Friday, May 22, 2009

Quiet and Witty

Thanks to those of you who signed the guest book in response to our Marijuana Shirt Conundrum. Your advice and all your funny comments were most helpful. Not to mention entertaining. It's nice to know that we have a virtual community of friends that can help us through the sticky wickets of life.

Actually, I'm not sure if I just used sticky wickets the proper way but I've always wanted to find a way to incorporate sticky wickets into my writing. And that means that I have just fulfilled one of my Life Goals!

There now. Wasn't that easy?

That's just one example of why it's good to set the bar low when it comes to goal setting. What if one of my goals had been to climb Mt. Kilimanjaro? Do you think I could have accomplished THAT in ten seconds on a Friday morning? I think not.

So what have we learned, boys and girls? Set SMALL goals for yourself!

(I'm kidding, okay?)

Which brings me to an interesting query that I always love talking with people about. Have you set any "life goals" for yourself that you have reached? Or have you set some goals that you haven't yet reached but you are quite certain that you will?

What are they? Do tell! I think we could all use some inspiration today and what's more inspiring than hearing about a variety of goals that have been reached? (Or are at least reachable!) I promise you that you'll have plenty of avid avid readers if you'll write something.

And speaking of inspiration, I could definitely use some extra "inspiration sprinkles" in my life right about now.

The last couple days have not been easy ones for me. I'm started to feel "soggy" (Sarah's term for not feeling happy) and disheartened about how long this whole transition process is taking. And because of that stress (among others), it seems like I've been tempted to cry over any ol' thing.

For instance, yesterday I was in Wal Mart and ran into an old church friend.

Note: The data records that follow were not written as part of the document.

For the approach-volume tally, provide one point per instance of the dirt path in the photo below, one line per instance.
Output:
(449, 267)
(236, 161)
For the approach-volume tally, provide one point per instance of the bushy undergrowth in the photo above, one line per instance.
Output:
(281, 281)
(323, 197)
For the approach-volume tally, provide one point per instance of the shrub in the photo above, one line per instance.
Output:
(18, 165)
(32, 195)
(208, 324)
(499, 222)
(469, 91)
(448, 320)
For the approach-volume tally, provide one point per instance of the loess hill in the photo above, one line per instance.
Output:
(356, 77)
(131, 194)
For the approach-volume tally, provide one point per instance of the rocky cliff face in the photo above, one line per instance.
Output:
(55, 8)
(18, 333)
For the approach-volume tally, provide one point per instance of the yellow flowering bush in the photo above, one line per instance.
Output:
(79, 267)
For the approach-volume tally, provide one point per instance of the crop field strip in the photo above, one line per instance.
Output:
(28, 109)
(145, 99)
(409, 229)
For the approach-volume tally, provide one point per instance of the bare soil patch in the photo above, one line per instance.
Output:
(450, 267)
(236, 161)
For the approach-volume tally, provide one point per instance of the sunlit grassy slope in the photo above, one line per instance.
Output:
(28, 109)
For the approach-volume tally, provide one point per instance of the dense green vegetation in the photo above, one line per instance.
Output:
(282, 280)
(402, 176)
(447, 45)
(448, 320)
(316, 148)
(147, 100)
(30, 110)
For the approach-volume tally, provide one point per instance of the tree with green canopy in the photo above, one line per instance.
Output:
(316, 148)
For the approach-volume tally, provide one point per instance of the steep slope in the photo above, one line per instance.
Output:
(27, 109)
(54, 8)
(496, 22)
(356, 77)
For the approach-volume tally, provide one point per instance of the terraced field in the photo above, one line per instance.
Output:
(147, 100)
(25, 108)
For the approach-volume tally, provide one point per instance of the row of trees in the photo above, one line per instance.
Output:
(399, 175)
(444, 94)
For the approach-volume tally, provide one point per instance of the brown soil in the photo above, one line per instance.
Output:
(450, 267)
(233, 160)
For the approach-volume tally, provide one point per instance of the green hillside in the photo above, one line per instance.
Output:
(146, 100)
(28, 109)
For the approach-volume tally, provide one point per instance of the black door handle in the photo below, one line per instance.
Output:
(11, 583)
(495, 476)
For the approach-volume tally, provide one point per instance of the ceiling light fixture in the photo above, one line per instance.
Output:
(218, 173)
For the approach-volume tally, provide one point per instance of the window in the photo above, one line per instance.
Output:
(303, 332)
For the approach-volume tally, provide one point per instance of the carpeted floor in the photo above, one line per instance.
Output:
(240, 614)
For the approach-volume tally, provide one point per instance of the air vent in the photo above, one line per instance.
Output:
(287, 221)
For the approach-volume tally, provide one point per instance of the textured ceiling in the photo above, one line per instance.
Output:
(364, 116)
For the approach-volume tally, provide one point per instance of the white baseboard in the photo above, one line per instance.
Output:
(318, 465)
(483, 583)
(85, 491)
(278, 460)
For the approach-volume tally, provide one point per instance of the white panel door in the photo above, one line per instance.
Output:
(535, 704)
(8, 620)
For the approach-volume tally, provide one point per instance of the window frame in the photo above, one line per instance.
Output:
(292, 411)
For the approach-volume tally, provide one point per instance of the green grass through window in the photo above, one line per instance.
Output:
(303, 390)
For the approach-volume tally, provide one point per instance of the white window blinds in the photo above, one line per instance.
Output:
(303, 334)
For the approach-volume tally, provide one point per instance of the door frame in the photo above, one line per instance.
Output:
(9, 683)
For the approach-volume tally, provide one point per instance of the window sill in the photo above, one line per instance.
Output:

We chatted a minute and she closed the conversation by saying how much she loved us and missed us.

That was it. Just a few words.

Well, those few words set my tear ducts to hoppin'. (If tear ducts can indeed hop.) I quickly made my way to the sparsely populated bread department and stared furiously at the selections of wheat bread while sniffling my way through five Kleenex and trying to get a grip. I was concentrating on keeping my back turned to the store and hoping that no one would come near and wonder why the sight of a hundred loaves of wheat bread was reducing me to tears.

Woman Found Weeping In Wal Mart Bread Aisle. Story at Eleven!

I feel stressed right now over a lot of things but especially the thought of moving and finding my place in a new town, community and church. I think about the challenge of finding a dozen "replacement" doctors and specialists for Sarah's long term follow up and I think about Sarah having to start at a new school in the 8th grade--probably one of the most difficult ages to make a new start. (Plus, she'll be wearing hearing aids which won't make the transition any easier.) And of course, if you've ever moved, there are many other things to worry in advance about, as well.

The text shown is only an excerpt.